Kanamasını bilmese bir yara,
İyileşmesini bilir mi?
Bu kaçıncı yanılgı oğlum, bu kaçıncı kürek böyle boşa?
Bir gözün güzelliğine aşk diye koşup, mış gibi sevilince,
Şaşırma, yeter...
Öğren artık şu zamanın adetini,
Bu çağda sevmek mucize,
Ve sevmek hep “mış” gibi..
Hikayesi olmayanın şiiri mi olurmuş?
Bir de yazarım diyordun yıkıntıların altından.
Dizeler kıtalar döksen ne olur bu şiire,
İsim bile koymadan?
Şimdi herkes yerli yerinde senin aşk sandığın bu öyküde.
Gördün mü haddini, bildin mi yerini söyle!
Senin şu düştüğün yerden kendine uzaklığın,
Düşlediğin yer mi gerçekten?
Bu dünyanın yalanına uyduramadığın o ayaklar,
Akılsız kalbin cezasına mahkûm.
Ne zavallı bir şey şu senin durmadan aynı yerden itilip,
Kendi cehennemine yuvarlanman…
Bu kaçıncı zannedişin, bu kaçıncı yanılışın aynı sanrıya?
Kalbin aynı yerden kırılıyor, aynı yerden şaşırıyorsun hep.
Üç gece önce seviştiğin,
Bir vedayı çok görüyor dördüncü günün sonunda!
Çünkü pek erken boşalıyor aşkla dolan yürekler.
Bir merhaba, iki seni seviyorum, üç orgazm
Onun da ikisi taklit.
Anla artık gör be salak adam…
Tapılmaz bu çağda insana aşk diye diye…
Aşk kelimesindeki harf sayısı,
Bir yüreğin atışına verilen kıymetten çok.
Bu kaçıncı “sonsuz” diye tutunma savaşın boşuna, elin ellerine?
Senin kadar kimsenin kimseyi tutmaya hevesi yok.
Herkes diğerinin kasığını yoklama derdinde.
Say kendin!
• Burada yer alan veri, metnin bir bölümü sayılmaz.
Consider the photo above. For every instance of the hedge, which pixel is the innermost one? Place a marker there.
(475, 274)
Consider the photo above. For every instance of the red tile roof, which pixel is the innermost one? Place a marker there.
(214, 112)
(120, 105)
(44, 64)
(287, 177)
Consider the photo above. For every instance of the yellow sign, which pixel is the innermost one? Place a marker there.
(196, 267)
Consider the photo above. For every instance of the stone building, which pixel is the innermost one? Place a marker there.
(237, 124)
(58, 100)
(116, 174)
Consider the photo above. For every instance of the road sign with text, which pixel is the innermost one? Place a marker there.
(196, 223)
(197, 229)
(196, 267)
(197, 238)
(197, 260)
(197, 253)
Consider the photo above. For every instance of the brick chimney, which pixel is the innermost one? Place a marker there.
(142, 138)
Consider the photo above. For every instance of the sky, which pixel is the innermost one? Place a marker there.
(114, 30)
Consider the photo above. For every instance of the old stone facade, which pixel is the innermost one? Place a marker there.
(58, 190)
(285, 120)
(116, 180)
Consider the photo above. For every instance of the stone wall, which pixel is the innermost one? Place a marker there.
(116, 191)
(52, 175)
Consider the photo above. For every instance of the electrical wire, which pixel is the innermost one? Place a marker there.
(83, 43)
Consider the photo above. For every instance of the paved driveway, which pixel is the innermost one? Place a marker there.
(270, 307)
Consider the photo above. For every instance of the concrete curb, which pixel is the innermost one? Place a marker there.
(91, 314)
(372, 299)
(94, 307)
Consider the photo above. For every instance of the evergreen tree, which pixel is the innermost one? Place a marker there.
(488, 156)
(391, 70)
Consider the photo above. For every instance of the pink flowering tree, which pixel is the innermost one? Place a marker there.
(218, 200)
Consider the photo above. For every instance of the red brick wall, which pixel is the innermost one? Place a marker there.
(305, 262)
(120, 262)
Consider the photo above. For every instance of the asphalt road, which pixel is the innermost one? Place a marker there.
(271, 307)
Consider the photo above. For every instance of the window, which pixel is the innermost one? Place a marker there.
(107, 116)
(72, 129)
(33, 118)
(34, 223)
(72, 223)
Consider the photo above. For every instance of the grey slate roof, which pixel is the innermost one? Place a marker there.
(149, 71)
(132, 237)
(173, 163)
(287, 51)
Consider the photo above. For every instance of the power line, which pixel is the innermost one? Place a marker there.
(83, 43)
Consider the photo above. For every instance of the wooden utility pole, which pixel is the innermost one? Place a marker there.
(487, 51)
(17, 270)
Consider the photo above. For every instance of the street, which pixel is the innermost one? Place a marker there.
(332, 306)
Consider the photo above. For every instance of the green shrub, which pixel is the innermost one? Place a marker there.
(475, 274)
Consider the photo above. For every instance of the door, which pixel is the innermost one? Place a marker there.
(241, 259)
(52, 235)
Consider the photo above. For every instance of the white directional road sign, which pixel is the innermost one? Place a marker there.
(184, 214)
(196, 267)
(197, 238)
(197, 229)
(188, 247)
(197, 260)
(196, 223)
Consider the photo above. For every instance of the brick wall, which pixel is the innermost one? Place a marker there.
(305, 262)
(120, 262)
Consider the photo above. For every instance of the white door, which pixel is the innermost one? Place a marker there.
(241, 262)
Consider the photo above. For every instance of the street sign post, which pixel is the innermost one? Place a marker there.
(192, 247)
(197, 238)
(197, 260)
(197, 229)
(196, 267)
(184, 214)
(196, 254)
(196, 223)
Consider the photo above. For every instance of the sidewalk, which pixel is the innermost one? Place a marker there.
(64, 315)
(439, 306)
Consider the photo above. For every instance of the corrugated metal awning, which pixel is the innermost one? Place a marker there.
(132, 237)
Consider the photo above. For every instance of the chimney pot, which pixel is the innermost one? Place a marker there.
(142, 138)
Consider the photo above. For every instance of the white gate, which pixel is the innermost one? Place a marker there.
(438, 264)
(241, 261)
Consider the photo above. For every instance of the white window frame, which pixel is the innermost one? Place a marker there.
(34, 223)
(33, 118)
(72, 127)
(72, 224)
Bir burada, iki burada, üç gelmedi işte.
Anla artık oğlum anla!
Yüreğinde güzellik barınmayanın sevdasıyla yaşamak,
Bir ömür etmiyor artık…
Ve hiçbir şiirle geçmiyor acısı.
Anla ve alış artık buna;
Mahkumsun o saf yüreğine…
Kanacak da başka bir şeyin yok.
Bil artık bil… Öğren şu zamanın adetini,
Bu çağda sevmek mucize,
Ve sevmek hep böyle “mış” gibi...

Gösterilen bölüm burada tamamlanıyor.